Member of the Karnataka Legislative Assembly
- Incumbent
- Assumed office 2013

Chairman of the Karnataka Forest Development Corporation
- In office 2017–2019
- Prime Minister: Narendra Modi

Personal details
- Born: 21 August 1959 (age 67) Kundapur
- Party: Indian National Congress
- Children: 3
- Education: Secondary School Leaving Certificate
- Occupation: Politician
- Profession: KSRTC CHAIRMAN

= K Gopala Poojary =

Indian politician, Chairman of Karnataka State Road Transport Co

Kalmady Gopala Poojary is an Indian politician who worked as Chairman of Karnataka Forest Development Corporation and member of Karnataka Legislative Assembly from Baindur.
He was born in Kalmady, Byndoor in August 1959 to a poor farmer family. After graduation Gopala Poojary moved to Mumbai to find work. On his return to Karnataka, Gopala Poojary started his restaurant business in 1984. Introduced to politics through his political Godfather S Bangarappa. Gopala Poojary contests election for the first time as a member of the KCP in 1994 garnering 10436 votes. Gopala Poojary contests the 1996 by election as an INC candidate for the first time winning the election by 8000 votes. Gopala Poojary goes on to win the next two elections registering a hattrick of wins in 1996, 1999 and 2004. He tasted defeat for the first time in 2008. He later went on to hold the Udupi District President Post. Gopala Poojary contests election once again in 2013 and wins by a margin of 31000 votes. He is defeated in the election of 2018. Gopala Poojary is considered to be a very senior leader in Udupi and is regarded as "Badavara Bandu" and lauded for being a simple politician in his hometown Byndoor.
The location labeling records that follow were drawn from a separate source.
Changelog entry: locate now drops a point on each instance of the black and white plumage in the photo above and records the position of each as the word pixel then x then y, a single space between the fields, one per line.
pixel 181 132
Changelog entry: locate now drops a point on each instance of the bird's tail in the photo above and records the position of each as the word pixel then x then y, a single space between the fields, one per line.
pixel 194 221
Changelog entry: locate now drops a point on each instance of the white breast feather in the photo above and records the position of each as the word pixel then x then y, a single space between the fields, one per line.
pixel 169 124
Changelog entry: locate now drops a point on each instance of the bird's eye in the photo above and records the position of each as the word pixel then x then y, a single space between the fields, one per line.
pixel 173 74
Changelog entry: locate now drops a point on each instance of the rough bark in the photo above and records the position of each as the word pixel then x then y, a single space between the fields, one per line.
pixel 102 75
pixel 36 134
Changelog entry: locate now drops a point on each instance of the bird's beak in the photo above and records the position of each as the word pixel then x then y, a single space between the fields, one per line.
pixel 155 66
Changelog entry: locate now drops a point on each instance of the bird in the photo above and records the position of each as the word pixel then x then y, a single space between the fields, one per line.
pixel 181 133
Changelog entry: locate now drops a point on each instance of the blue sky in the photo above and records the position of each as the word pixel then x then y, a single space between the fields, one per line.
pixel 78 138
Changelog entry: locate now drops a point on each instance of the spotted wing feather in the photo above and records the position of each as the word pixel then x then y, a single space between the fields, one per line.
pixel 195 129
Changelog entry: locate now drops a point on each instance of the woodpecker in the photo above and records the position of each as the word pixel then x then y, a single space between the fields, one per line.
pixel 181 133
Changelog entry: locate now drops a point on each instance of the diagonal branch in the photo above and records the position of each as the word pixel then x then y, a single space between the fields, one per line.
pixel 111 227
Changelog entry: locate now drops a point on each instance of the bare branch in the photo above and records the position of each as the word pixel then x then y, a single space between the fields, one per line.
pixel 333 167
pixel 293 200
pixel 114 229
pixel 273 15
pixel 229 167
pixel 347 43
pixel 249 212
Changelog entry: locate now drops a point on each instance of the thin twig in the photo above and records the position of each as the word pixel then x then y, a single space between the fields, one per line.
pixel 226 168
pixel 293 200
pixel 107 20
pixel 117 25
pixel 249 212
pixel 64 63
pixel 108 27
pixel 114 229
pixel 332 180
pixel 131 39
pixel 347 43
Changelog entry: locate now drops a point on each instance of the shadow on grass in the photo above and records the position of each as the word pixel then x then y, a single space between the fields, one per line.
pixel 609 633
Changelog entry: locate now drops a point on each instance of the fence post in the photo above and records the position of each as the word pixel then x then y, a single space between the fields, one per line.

K Gopala Poojary has been appointed as Karnataka Forest Development Corporation Chairman in 2016.

==Constituency==
He represents the Byndoor constituency.

==Political party==
He is from the Indian National Congress.
He has been elected four times from the Byndoor constituency. He has contested 6 elections as a member of the Indian National Congress winning four times. He is regarded as a strong and loyal leader of the Congress Party from the South Canara region. In 2004 he was the only Congress candidate to win an assembly election out of the five constituencies in Udupi District.